In their discussion of Rome’s mythical origins, modern Roman social histories often highlight the rapes of legendary women like Lucretia and Verginia and the political revolutions caused by their assaults (Joshel 1992). However, several parallel stories of male slave rape victims are generally ignored or restricted to discussions of same-sex sexual activity. In 313 BCE, Gaius Publilius, a young and handsome debt-slave, supposedly complained publicly in the street about his master’s attempted rape and assault upon him. As a result, the Romans eliminated debt slavery for citizens (Livy 8.28). Livy’s story and similar accounts like Valerius Maximus’ tale of Veturius (6.1-9) clearly echo earlier female rape narratives. Nevertheless, scholars have often seemed reluctant to discuss male rape victims. Rape in Roman history is usually described as a crime perpetrated solely by men upon women, despite the ancient evidence. These assumptions and erasures have created problematic gaps in the discussion of the relationship between rape and social change in the Roman world.
Roman legal texts are clear in defining rape and harassment in terms of the citizenship and social status of the victim, rather than their gender (Gaius, Institutes 3.220). Even slaves, if they were otherwise characterized as virtuous, innocent males, could receive some degree of social and legal sympathy if they resisted sexual assault. Their resistance and revenge affirmed their potential rights to bodily integrity and their own virtus. Furthermore, like the more famous female rape cases, the injustice wrought against these male survivors could provoke legal reform. For instance, Tacitus recounts the murder of an abusive master, Pedanius Secundus, by his slave over sexuality-related offenses. Mass public protests resulted as a response to the planned execution of all four hundred of Pedanius’ other slaves as implicit co-conspirators. (Tacitus 14.42-5). While these particular slaves were all eventually killed, the laws were then changed to protect future victims of harsh masters. Pliny’s account of the abusive Largius Macedo’s murder suggests a similar case of abuse and revenge (Pliny 3.14) Meanwhile, Gaius Gracchus noted as a point of pride that he did not rape other men’s slave-boys.
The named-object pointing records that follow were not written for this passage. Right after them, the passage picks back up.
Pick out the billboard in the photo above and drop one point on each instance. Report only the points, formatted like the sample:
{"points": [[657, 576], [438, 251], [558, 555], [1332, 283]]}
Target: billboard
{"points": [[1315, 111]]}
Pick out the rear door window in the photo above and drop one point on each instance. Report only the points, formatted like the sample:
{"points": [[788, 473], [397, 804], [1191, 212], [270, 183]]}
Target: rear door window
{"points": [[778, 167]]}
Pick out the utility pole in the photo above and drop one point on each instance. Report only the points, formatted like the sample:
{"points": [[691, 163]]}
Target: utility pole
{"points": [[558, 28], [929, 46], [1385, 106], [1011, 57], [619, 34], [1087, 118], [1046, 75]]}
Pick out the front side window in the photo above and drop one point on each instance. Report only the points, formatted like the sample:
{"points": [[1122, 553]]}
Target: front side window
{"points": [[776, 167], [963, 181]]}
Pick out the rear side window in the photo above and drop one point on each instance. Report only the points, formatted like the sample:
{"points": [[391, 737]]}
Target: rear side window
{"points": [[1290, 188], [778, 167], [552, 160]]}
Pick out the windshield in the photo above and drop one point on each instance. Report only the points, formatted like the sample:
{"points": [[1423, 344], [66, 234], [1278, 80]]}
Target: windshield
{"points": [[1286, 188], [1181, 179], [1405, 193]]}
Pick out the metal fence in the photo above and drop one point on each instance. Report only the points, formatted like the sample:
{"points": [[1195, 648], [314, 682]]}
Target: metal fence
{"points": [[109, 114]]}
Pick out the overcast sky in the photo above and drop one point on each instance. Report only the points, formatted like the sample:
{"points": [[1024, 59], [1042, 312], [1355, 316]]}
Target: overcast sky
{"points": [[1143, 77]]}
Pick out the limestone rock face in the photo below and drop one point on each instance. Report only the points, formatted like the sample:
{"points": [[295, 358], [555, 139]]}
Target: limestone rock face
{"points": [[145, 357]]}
Joshel and Arieti have established the key framework of Roman rape narratives and the legal and political reforms that resulted from elite men’s abuse of female citizens. Their scholarship has established key links between Roman conceptions of citizenship and the importance of bodily integrity. However, modern analyses can often represent legendary women like Lucretia and Verginia as the passive rape victims from whose dead bodies revolution is hatched (Beard 1999). By reintegrating the stories of figures like Publilius back into this larger pattern, we can compare and examine how low-status slave men were able to claim agency and seek revenge upon their abusers. Through their survival and public denunciation of rape, these men could directly seek social change to protect other male sex slaves. A new unified narrative that includes the rapes of both boys and women and the legal reforms that resulted will further illuminate broader Roman views on bodily integrity and sexual violence.